Bodendecker Pflanzen und Unkraut: Was du wissen musst
Bodendecker gelten als natürliche Unkrautunterdrücker – aber das stimmt nur bedingt. In den ersten ein bis zwei Jahren nach der Pflanzung, während sich die Pflanzen noch ausbreiten, können Lücken entstehen, durch die Unkraut eindringt. Das bedeutet: In der Einwachsphase ist noch etwas Jäten gefragt.
Sobald sich der Pflanzenteppich geschlossen hat, wird das Unkrautproblem jedoch deutlich geringer. Dann nimmt der dichte Bewuchs so viel Licht weg, dass die meisten Unkräuter keine Chance mehr haben. Eine Mulchschicht in der Anfangsphase beschleunigt diesen Prozess erheblich.
Besonders hartnäckige Wurzelunkräuter wie Quecke oder Ackerwinde solltest du vor der Pflanzung konsequent entfernen – am besten von Hand oder mit einem Bodenstecher.
Häufige Fehler beim Einsatz von Bodendeckern
Auch bei robusten Pflanzen können Fehler passieren.

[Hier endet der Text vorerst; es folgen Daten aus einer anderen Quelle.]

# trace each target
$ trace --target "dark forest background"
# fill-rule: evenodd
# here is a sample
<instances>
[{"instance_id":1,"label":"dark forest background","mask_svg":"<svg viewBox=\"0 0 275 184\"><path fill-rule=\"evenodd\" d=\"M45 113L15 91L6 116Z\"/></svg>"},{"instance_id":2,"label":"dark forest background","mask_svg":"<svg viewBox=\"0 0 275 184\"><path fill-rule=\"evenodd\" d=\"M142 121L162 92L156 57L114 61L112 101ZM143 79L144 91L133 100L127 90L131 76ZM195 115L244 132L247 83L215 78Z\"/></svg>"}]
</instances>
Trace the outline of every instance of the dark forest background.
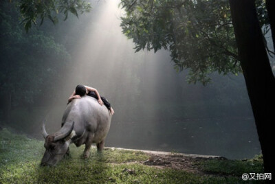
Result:
<instances>
[{"instance_id":1,"label":"dark forest background","mask_svg":"<svg viewBox=\"0 0 275 184\"><path fill-rule=\"evenodd\" d=\"M48 132L56 130L67 98L83 84L116 111L107 146L234 159L260 153L241 73L214 73L206 86L188 84L188 71L175 72L168 51L134 53L121 33L120 9L104 11L111 5L103 1L78 19L69 14L55 25L45 20L28 33L14 3L0 7L1 126L42 139L42 120ZM114 18L102 23L105 16Z\"/></svg>"}]
</instances>

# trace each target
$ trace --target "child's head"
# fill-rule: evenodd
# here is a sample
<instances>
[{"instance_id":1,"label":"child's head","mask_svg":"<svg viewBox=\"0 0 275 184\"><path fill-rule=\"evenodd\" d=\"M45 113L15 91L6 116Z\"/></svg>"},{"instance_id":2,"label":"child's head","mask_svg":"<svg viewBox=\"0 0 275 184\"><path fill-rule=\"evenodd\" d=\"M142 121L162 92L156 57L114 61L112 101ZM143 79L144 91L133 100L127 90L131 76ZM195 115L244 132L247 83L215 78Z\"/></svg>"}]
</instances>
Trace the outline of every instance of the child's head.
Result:
<instances>
[{"instance_id":1,"label":"child's head","mask_svg":"<svg viewBox=\"0 0 275 184\"><path fill-rule=\"evenodd\" d=\"M84 96L86 95L87 89L86 87L83 85L77 85L76 87L76 95L78 95L80 96Z\"/></svg>"}]
</instances>

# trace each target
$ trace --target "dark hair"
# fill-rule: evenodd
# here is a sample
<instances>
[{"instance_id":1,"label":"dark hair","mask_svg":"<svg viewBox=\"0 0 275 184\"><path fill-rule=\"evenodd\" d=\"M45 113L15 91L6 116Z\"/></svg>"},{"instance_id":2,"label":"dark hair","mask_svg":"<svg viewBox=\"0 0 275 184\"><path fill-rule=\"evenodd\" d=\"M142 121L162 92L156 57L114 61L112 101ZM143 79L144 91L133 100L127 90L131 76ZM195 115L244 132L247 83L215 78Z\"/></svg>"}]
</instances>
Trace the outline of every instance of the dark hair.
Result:
<instances>
[{"instance_id":1,"label":"dark hair","mask_svg":"<svg viewBox=\"0 0 275 184\"><path fill-rule=\"evenodd\" d=\"M86 87L83 85L77 85L76 87L76 95L84 96L86 95Z\"/></svg>"}]
</instances>

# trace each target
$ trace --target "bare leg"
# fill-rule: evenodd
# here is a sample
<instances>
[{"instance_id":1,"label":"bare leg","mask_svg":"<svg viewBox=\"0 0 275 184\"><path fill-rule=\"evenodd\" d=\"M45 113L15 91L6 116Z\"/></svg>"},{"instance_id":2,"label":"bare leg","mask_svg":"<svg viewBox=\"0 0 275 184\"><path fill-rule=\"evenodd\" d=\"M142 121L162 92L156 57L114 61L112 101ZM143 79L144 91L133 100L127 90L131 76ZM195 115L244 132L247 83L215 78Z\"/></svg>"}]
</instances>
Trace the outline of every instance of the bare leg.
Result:
<instances>
[{"instance_id":1,"label":"bare leg","mask_svg":"<svg viewBox=\"0 0 275 184\"><path fill-rule=\"evenodd\" d=\"M86 141L85 149L84 150L83 152L83 157L85 159L89 158L89 157L90 156L90 148L91 143L93 143L94 136L94 134L90 134L89 135L88 139Z\"/></svg>"},{"instance_id":2,"label":"bare leg","mask_svg":"<svg viewBox=\"0 0 275 184\"><path fill-rule=\"evenodd\" d=\"M104 140L100 143L96 144L96 147L98 147L98 152L102 152L104 148Z\"/></svg>"}]
</instances>

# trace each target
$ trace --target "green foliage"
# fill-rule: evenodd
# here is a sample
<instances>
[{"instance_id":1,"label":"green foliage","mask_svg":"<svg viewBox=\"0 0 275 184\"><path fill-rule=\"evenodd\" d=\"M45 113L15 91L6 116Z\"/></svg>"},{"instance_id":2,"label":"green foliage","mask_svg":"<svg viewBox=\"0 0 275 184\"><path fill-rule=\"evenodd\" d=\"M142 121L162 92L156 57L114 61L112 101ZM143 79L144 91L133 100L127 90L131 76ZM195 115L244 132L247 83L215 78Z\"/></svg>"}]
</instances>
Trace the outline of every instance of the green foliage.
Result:
<instances>
[{"instance_id":1,"label":"green foliage","mask_svg":"<svg viewBox=\"0 0 275 184\"><path fill-rule=\"evenodd\" d=\"M241 176L243 173L263 173L263 156L248 160L206 160L198 165L207 172Z\"/></svg>"},{"instance_id":2,"label":"green foliage","mask_svg":"<svg viewBox=\"0 0 275 184\"><path fill-rule=\"evenodd\" d=\"M81 159L84 147L70 146L71 156L56 167L40 167L43 142L0 131L1 183L240 183L241 177L197 174L170 168L158 168L142 164L148 155L140 152L107 149L98 154L92 148L88 159ZM215 161L223 170L223 161ZM259 159L259 163L261 160ZM228 165L239 167L235 161ZM245 161L241 161L245 163ZM199 161L197 165L206 167ZM250 161L241 172L250 170ZM253 168L254 169L254 168ZM258 171L258 168L255 168ZM261 170L259 170L261 171ZM215 173L216 171L213 171ZM230 172L230 174L232 174ZM234 174L234 173L233 173ZM239 176L240 173L236 175Z\"/></svg>"},{"instance_id":3,"label":"green foliage","mask_svg":"<svg viewBox=\"0 0 275 184\"><path fill-rule=\"evenodd\" d=\"M26 34L12 4L3 3L0 10L1 94L11 94L17 103L34 103L47 84L61 77L60 70L70 55L63 45L41 31Z\"/></svg>"},{"instance_id":4,"label":"green foliage","mask_svg":"<svg viewBox=\"0 0 275 184\"><path fill-rule=\"evenodd\" d=\"M55 24L58 21L59 13L63 13L66 20L69 12L78 17L79 13L87 12L91 9L90 3L82 0L22 0L17 4L27 32L32 24L36 25L38 21L42 25L45 18Z\"/></svg>"},{"instance_id":5,"label":"green foliage","mask_svg":"<svg viewBox=\"0 0 275 184\"><path fill-rule=\"evenodd\" d=\"M126 12L122 32L133 38L135 51L168 49L177 71L190 69L188 82L206 84L215 71L241 71L228 1L122 0L121 5Z\"/></svg>"}]
</instances>

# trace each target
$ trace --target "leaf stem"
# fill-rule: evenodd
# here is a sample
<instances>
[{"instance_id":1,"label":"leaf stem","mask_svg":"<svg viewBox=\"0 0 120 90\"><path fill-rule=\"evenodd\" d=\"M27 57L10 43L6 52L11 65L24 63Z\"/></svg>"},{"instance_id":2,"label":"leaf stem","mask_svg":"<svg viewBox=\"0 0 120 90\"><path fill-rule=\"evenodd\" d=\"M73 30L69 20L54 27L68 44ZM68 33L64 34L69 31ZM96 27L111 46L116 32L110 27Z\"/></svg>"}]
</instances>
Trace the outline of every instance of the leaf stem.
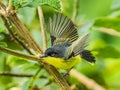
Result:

Die häufigsten Stolperfallen im Überblick:
- Falscher Standort: Sonnenpflanzen im Schatten oder Schattenpflanzen auf dem Trockenhang – die Artenwahl muss zum Standort passen.
- Zu wenig Pflanzen auf großer Fläche: Wer spart, pflanzt zu weit auseinander und kämpft jahrelang gegen Unkraut.
- Unkraut nicht konsequent vor der Pflanzung entfernt: Was vor dem Pflanzen im Boden steckt, kommt danach wieder hoch.
- Keine Mulchschicht in der Anfangsphase: Besonders in der Einwachszeit ist Mulch wichtig, um Feuchtigkeit zu halten und Unkraut zu bremsen.
- Zu aggressiv gewählte Arten: Pflanzen wie Efeu oder Vinca können sich stark ausbreiten und andere Gartenbereiche besiedeln – regelmäßiges Beschneiden ist dann Pflicht.
Fazit: Bodendecker Pflanzen als grüne Allrounder
Bodendecker Pflanzen sind eine smarte Lösung für viele Gartensituationen – ob kahle Flächen unter Bäumen, schwierige Hanglagen oder schlicht Bereiche, die du mit wenig Aufwand grün halten möchtest. Die richtige Artenwahl ist dabei entscheidend: Mit der passenden Pflanze für den jeweiligen Standort legst du den Grundstein für ein Beet, das sich fast von selbst pflegt.
Ob du auf immergrüne Klassiker wie Efeu und Immergrün setzt, auf blühende Frühlingsschönheiten wie Kriechphlox und Blaukissen oder auf trockenheitstolerante Sorten wie Sedum und Thymian – Bodendecker bieten für jeden Garten und jeden Geschmack die passende Lösung. Einmal gepflanzt und gut etabliert, werden sie zu einem verlässlichen und dekorativen Teil deines Gartens, auf den du nicht mehr verzichten möchtest.